Transportation and logistics merger and acquisition deal volume will grow 22% this year, according to PwC’s quarterly analysis of deal activity in this sector. This forecast is primarily driven by expectations for a slight acceleration in global GDP growth during 2013 due to stronger output from emerging and developing economies.
This forecast represents a rebound from the decline in total disclosed and undisclosed volume experienced during 2012 (as opposed to deal value, which increased in 2012 vs. 2011). PwC’s analysts provide a caveat, noting that risks to the global economy could provide a downside to 2013 results. In that case, the passenger-related side of transportation may hold up somewhat better than freight-related M&A.
“Freight transportation tends to be driven by the level of inventories, which can fluctuate significantly over the course of the business cycle,” the analysts say.

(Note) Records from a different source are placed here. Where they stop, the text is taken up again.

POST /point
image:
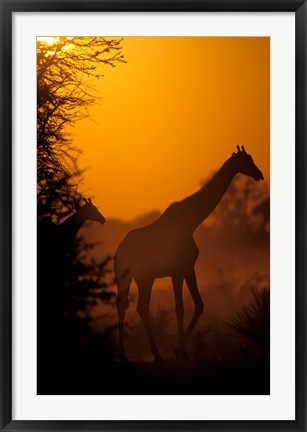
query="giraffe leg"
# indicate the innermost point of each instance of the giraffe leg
(145, 288)
(177, 285)
(199, 305)
(122, 304)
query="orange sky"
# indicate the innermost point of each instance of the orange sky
(170, 117)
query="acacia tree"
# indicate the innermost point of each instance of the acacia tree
(66, 69)
(66, 72)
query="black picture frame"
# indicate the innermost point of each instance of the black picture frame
(7, 9)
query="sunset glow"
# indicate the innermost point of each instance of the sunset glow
(171, 116)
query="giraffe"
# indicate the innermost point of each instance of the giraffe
(68, 229)
(167, 248)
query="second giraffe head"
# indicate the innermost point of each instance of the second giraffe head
(89, 211)
(244, 164)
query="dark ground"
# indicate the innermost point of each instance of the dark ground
(68, 376)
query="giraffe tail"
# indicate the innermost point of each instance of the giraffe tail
(123, 281)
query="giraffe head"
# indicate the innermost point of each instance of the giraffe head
(244, 164)
(88, 211)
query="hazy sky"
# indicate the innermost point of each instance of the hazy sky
(170, 117)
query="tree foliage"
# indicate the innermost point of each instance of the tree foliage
(253, 321)
(66, 70)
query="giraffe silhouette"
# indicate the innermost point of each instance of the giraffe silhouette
(167, 248)
(68, 229)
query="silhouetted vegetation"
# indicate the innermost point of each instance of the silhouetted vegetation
(71, 280)
(252, 323)
(65, 91)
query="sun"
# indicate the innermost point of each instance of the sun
(50, 40)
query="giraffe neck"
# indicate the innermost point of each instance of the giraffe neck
(197, 207)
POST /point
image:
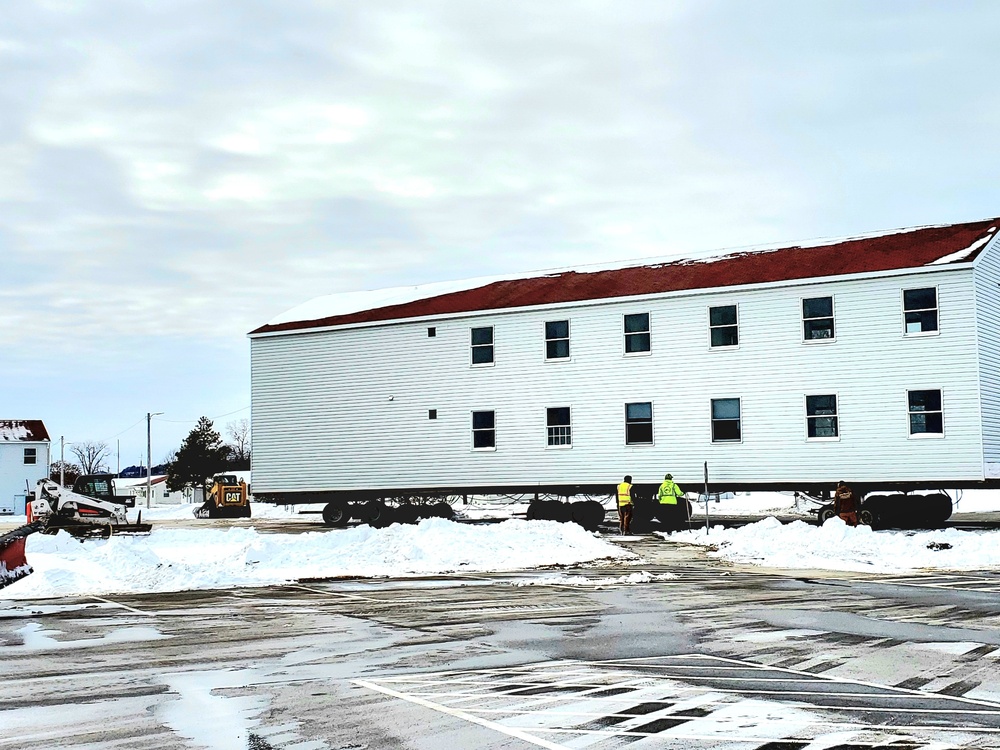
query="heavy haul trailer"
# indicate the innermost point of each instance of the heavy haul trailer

However, it’s possible that freight will continue to account for the largest share of the market in 2013, they add. Their analysis shows the growing importance of infrastructure to overall transportation M&A over the last five years, compared with prior periods.
“While the privatization of road assets may not receive as much attention as some airport and port deals, the majority of transportation infrastructure deals are road concessions, likely due to the larger number of potential assets available for purchase relative to airports and ports,” they continue. “These infrastructure deals are growing in their importance to the top end of the market.”
The majority of mega deals with a value of at least $1 billion in 2012 were for infrastructure targets. This is a significant increase over their contribution in 2011, according to the PwC report. It states that these deals will become more important to overall sector M&A due to budget pressures in developed countries and the need to bring in more investment to support growth in emerging and developing countries.